Go ahead -- eat the flan!

Because I wish I were in Florida with my husband, enjoying delicious Spanish food, I hunted up a flan recipe that I just might try this weekend, if it's not too hot. This recipe comes from the How To Make Dessert site.


1 can sweetened condensed milk (14 oz)
1 can evaporated milk (12 fl oz)
14 oz. whole milk (measure in empty condensed milk can)
3 whole eggs
5 egg yolks
Pinch of salt
12 tsp regular granulated white sugar
Boiling water

1. Preheat oven to 400° F. Ready 8 (6oz) ramekins. We are going to pre-caramelize a layer of sugar into the bottom of each ramekin. Line ramekins evenly with 2 tsp sugar each. Arrange them evenly on a removable wire rack that can go into the oven, giving some space between each other. The wire rack is used for easy-in-easy-out of the oven. This will allow for the ramekins to get equal heat exposure all at once and maintain open airflow, unlike a baking sheet. (If you only have a baking sheet, you may use it instead, but it will take longer to caramelize.)

2. Boil water. Keep on low heat and ready to use.

3. When oven temperature reaches 400° F, place the wire rack with sugar-lined ramekins centrally on the lowest oven rack. Keep a close eye on the sugar and do not go anywhere. (This process is better done with a see-through oven door with oven light turned on so you don't have heat escaping.) When you've got a nice golden brown color, which can occur quickly, remove the entire wire rack with ramekins from the oven. (If your oven has uneven heat distribution, you can remove just the ones which look ready and give the others more time, but again, keep a close eye). Once they turn a golden brown color, they can burn very soon afterward. Your new caramel glaze will start to harden and crackle as they cool.

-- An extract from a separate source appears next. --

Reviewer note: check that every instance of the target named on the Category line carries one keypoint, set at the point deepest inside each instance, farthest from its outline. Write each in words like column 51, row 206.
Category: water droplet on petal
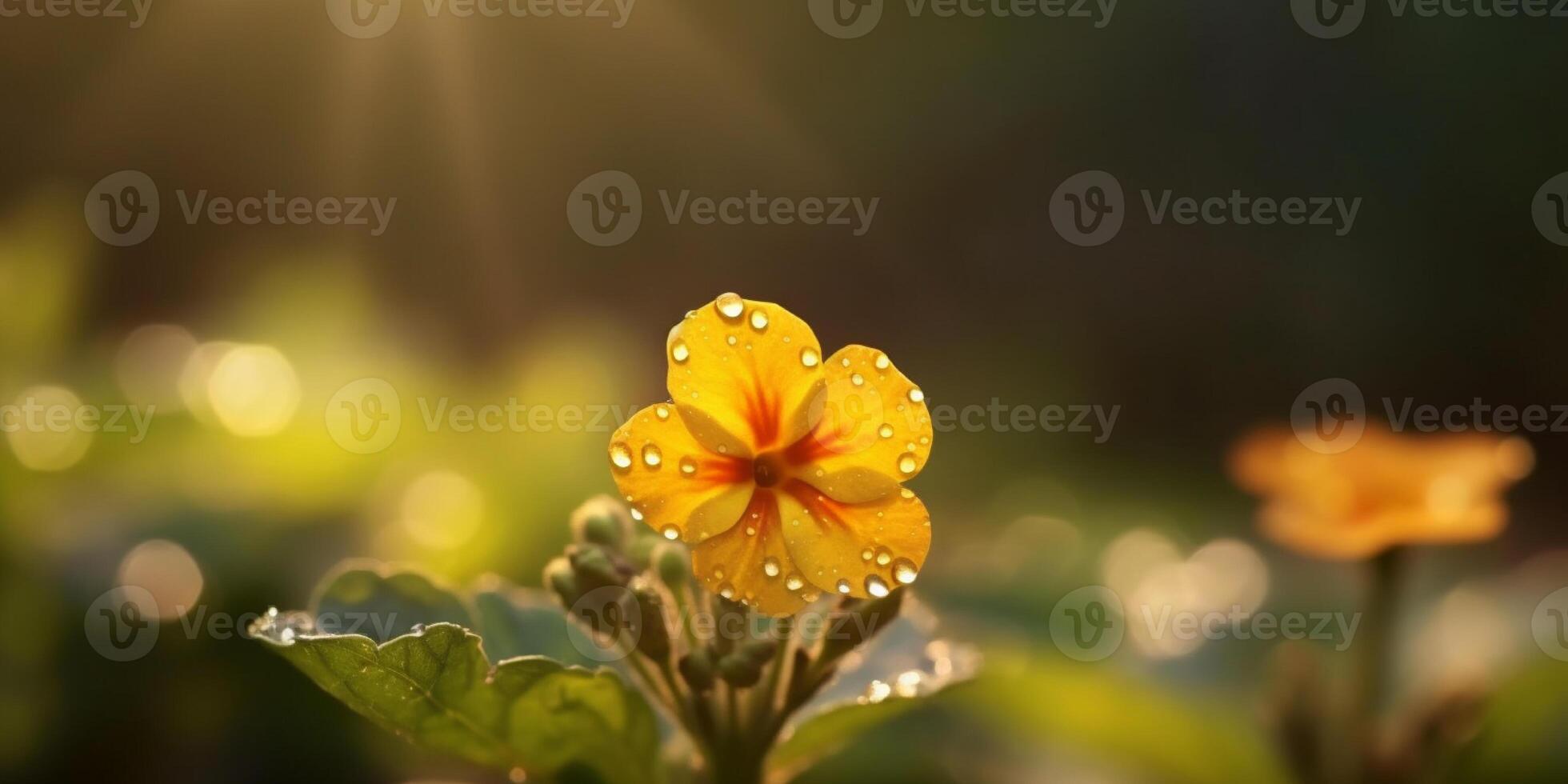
column 730, row 305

That's all right. Turn oven temperature down to 325° F.

4. Whisk the three kinds of milk and salt together. Whisk eggs and egg yolks in a separate bowl. Then combine the milk and egg mixtures and mix well. Strain the mixture through a sieve to eliminate clumps. Separate mixture into the individual ramekins over the caramelized sugar.

5. Place ramekins evenly into a baking pan leaving space around each one. Fill baking pan with boiling water halfway up the ramekins. Bake in this water bath on the lower middle oven rack for 40-45 minutes until set but still jiggly in the center.

6. Remove and cool for 30 minutes. Individually cover each ramekin with plastic wrap making sure it's air-tight. Chill for at least 4 hours, but better if you give it 8 hours.

7. When you're ready to serve, remove the plastic wrap and loosen the sides of the ramekins by running a paring knife around the edges. Invert and serve. (Inverting may be easier if you keep the paring knife inserted and slightly pulled to let some air in, but be careful not to puncture the surface in the process.) Enjoy!